Las Vegas Sun

March 28, 2024

Juvenile offenders helping clean up homes in foreclosure

Abandoned Home Clean Up

Sam Morris

Youth offenders clean up the yard of a foreclosed home Thursday, July 28, 2011.

Abandoned Home Clean Up

Youth offenders clean up the yard of a foreclosed home Thursday, July 28, 2011. Launch slideshow »

Abandoned Home Clean Up

Across the valley, juvenile offenders are cleaning up foreclosed and abandoned properties.

This is what it’s come to amid the collapse of the housing market. Thirty-one kids, some of them gang members, weeding and trimming the front yard of a foreclosed home in northeast Las Vegas. County code enforcement officials had called Bank of America Corp., which was identified on a flier placed on the garage door as the contact for the home in this older, blue-collar neighborhood. Officials wanted the bank to maintain the property. But no one replied from the bank, according to the county.

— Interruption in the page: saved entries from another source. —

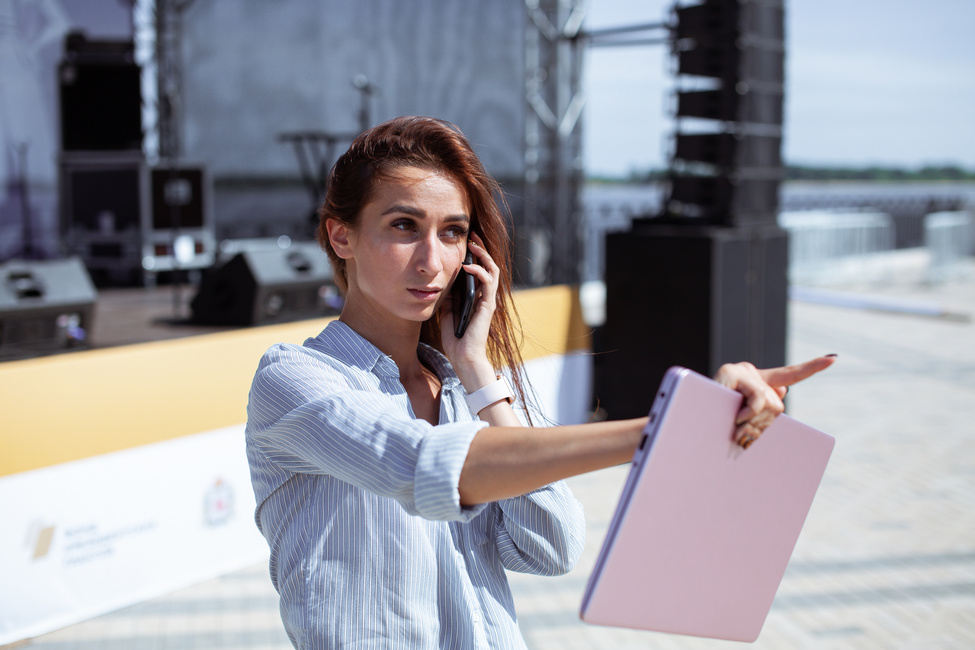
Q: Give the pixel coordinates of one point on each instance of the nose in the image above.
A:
(429, 255)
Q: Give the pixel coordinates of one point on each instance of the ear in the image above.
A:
(339, 235)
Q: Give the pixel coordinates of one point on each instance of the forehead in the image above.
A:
(418, 184)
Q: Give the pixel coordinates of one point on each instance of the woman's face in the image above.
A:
(408, 245)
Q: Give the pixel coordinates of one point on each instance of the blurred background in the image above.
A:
(714, 180)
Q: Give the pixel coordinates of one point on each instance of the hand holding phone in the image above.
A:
(464, 293)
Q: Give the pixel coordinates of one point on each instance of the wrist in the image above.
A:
(497, 391)
(476, 375)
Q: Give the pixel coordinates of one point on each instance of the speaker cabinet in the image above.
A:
(267, 285)
(45, 307)
(100, 90)
(125, 219)
(691, 296)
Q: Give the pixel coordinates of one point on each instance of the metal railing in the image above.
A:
(949, 238)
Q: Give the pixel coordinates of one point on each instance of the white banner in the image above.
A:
(87, 537)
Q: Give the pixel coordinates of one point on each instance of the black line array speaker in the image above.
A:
(267, 285)
(727, 169)
(691, 296)
(100, 95)
(45, 307)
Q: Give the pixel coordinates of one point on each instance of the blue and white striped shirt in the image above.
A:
(358, 500)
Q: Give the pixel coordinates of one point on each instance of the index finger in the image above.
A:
(789, 375)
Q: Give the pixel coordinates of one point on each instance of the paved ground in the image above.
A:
(887, 555)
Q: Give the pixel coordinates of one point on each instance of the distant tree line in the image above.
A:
(811, 173)
(927, 173)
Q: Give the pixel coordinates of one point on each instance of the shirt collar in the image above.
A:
(344, 343)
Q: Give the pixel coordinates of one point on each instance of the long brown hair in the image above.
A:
(433, 144)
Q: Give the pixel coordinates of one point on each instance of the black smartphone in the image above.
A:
(464, 293)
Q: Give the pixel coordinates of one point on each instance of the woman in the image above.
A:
(394, 482)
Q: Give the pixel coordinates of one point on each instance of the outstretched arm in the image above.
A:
(505, 461)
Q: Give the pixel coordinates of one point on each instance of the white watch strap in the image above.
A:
(490, 394)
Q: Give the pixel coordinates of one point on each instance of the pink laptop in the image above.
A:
(704, 529)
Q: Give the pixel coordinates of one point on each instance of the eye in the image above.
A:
(404, 224)
(456, 232)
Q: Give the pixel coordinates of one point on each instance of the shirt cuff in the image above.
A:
(443, 451)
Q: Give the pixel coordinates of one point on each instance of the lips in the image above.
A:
(426, 293)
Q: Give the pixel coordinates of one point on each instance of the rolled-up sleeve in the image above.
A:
(307, 415)
(542, 532)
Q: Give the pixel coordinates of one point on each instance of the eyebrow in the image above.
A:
(420, 214)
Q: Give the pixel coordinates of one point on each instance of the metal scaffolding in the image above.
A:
(552, 228)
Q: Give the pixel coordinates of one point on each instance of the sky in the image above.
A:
(885, 82)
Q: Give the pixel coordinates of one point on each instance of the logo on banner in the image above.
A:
(39, 539)
(218, 503)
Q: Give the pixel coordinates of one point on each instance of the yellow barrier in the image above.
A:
(73, 406)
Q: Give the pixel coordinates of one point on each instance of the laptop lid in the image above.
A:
(704, 529)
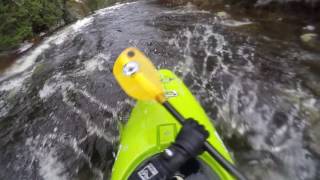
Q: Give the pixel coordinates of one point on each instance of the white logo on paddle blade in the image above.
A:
(148, 172)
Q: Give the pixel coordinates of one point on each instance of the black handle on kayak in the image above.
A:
(208, 147)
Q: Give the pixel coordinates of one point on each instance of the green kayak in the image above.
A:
(150, 129)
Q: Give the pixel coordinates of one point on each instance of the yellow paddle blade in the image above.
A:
(137, 76)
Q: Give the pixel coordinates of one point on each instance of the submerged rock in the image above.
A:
(311, 40)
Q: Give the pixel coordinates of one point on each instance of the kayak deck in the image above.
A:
(150, 129)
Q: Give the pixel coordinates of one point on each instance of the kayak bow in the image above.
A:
(150, 129)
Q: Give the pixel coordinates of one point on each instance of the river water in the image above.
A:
(60, 106)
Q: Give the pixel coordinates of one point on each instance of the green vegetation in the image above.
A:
(22, 19)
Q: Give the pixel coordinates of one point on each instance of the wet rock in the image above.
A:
(311, 41)
(223, 15)
(313, 135)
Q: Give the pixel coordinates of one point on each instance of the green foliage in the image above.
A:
(22, 19)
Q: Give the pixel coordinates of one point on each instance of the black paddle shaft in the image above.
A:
(208, 147)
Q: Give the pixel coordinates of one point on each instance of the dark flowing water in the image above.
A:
(60, 105)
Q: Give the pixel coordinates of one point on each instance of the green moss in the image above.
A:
(22, 20)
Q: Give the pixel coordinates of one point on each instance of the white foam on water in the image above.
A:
(112, 8)
(96, 63)
(235, 23)
(15, 83)
(27, 61)
(48, 90)
(24, 47)
(82, 23)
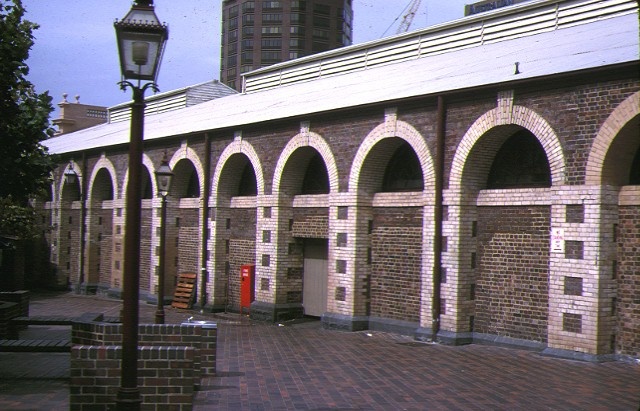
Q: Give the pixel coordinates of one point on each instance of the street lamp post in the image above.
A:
(141, 41)
(163, 180)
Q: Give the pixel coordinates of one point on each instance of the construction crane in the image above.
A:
(407, 19)
(408, 13)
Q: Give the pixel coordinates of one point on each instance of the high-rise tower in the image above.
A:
(260, 33)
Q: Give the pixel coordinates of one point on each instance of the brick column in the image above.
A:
(581, 284)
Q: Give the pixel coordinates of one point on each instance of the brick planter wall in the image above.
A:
(7, 312)
(203, 340)
(165, 377)
(20, 297)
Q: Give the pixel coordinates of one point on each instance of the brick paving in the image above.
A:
(300, 366)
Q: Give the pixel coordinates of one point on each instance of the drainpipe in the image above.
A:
(204, 275)
(83, 223)
(438, 212)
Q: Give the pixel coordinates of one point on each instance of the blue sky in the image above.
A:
(76, 53)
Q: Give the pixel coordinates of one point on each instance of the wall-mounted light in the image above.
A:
(70, 175)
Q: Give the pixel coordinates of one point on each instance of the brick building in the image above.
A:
(479, 180)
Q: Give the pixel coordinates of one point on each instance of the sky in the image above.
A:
(75, 49)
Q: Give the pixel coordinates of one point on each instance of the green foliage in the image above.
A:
(25, 165)
(17, 221)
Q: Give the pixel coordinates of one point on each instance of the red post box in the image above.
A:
(247, 286)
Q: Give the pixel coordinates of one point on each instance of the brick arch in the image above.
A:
(391, 129)
(238, 147)
(187, 153)
(147, 162)
(108, 165)
(315, 141)
(497, 124)
(76, 167)
(612, 126)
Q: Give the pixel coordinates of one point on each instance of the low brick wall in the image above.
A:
(21, 298)
(12, 304)
(202, 339)
(7, 312)
(165, 377)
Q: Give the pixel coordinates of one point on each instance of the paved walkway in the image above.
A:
(300, 366)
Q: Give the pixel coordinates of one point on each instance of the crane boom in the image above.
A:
(407, 19)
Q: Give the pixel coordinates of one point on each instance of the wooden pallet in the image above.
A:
(35, 345)
(183, 296)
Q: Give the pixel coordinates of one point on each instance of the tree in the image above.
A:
(25, 165)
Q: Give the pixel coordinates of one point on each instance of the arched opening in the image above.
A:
(236, 218)
(403, 172)
(100, 233)
(521, 162)
(316, 177)
(146, 186)
(621, 165)
(248, 185)
(393, 239)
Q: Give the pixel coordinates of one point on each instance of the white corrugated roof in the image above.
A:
(596, 44)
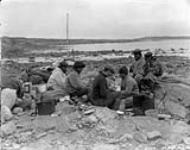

So one recent weekday morning, Juvenile Probation Officer Kevin Niday and his Gang Intervention Team used three county vehicles to haul the teens to Christy Lane. There was a convicted shoplifter, several taggers, a couple of kids involved in street fights, some who used weapons. Each had been sentenced to 50 to 100 hours of community service.

Niday says the teens develop workplace discipline through the program, a fresh set of skills and the ability to work with other teens, some of whom may be from rival gangs. Yet, the longtime probation officer is also a realist. “They should be paying. They should be doing it,” Niday says of what the county characterizes as Bank of America’s failure to maintain the landscaping, “but it’s work for us.”

Some of that work is done by Niday’s crew, but much of it is performed by private contractors that charge about $300 per home, altogether costing the cash-strapped county about $350,000 through the budget year that ended June 30. County officials attempt to recoup those costs and related fines through liens placed against the homes, only to be recovered when those houses are sold.

Clark County Commissioner Chris Giunchigliani is pushing a proposal that would establish a registry of vacant and abandoned homes in unincorporated Clark County. Lenders that own the units would be required to identify locally based representatives who could be contacted to make necessary repairs, a practice that has been adopted by at least 17 local governments in foreclosure-ravaged Florida.

“They want to make sure that someone is responsible for keeping these properties up to code,” said Ron Pierce, a Tampa-based lobbyist who pushed for the measures’ passage throughout his home state and has met with Giunchigliani and fellow Commissioners Steve Sisolak and Susan Brager to push for its adoption here.

During her failed bid to become Las Vegas mayor, Giunchigliani walked door-to-door seeking votes, and said she routinely came upon foreclosed homes that were abandoned and had overgrown yards, broken windows and filthy, partially filled swimming pools that were primed to become carriers of viruses. Notices are often posted on the front of such homes identifying the holders of mortgages. The county commissioner called toll-free numbers listed on the forms and typically spoke with people out of state who knew little about the damaged homes and made little or no effort to dispatch crews to repair them.

What she discovered was the fallout from Wall Street investment houses that created the derivatives markets of the past 15 years — millions of mortgages purchased from original lenders, then sliced and diced into packages of high-, middle- and low-risk loans that are then sold to domestic and overseas investors who have no physical connection to the properties financed by those mortgages. One result is the fruitless phone calls for help placed by Giunchigliani to those toll-free numbers. “It’s a ghost feature to make it seem as though there’s someone responsible for the homes, and there really isn’t,” Giunchigliani said. “These banks are making a profit again; you know they have a responsibility to help maintain a community.”

A Bank of America representative did not return the Sun’s phone call and email message seeking comment about the foreclosed home that had its weeds pulled and sparse lawn trimmed by Niday’s crew of teen offenders. But Wells Fargo Home Mortgage spokesman Jason Menke noted that banks often listed as the contact for a foreclosed property are little more than processors for Fannie Mae, Freddie Mac, VA and FHA loans. “You can’t look at (the paperwork) and say that because Wells Fargo is listed as the contact (that) it’s our responsibility,” he said. About 20 percent of Wells Fargo’s foreclosed properties are actually owned by the bank, Menke said, noting that those houses have locally based property managers.

The front yard of the Christy Lane home was a mess, a potential poster child for the broken windows theory of law enforcement. The concept is simple: If you fail to repair a broken window, more will follow, and the entire feel of a neighborhood spirals downward, leading to increased crime and the eventual collapse of law and order.

The young offenders turned landscapers steadily moved through their tasks while Niday and two other probation officers watched. Most of the youngsters knew little of the financial issues that left this once-comfortable home vacant and scraggly looking, but several were surprised by what they found. “This is crap,” one of the kids said. “It’s very sad,” another said. But one teen may have spoken for an entire community when he asked a passer-by: “A bank owns this place? Hmmm, they ought to pay for it to be cleaned up.”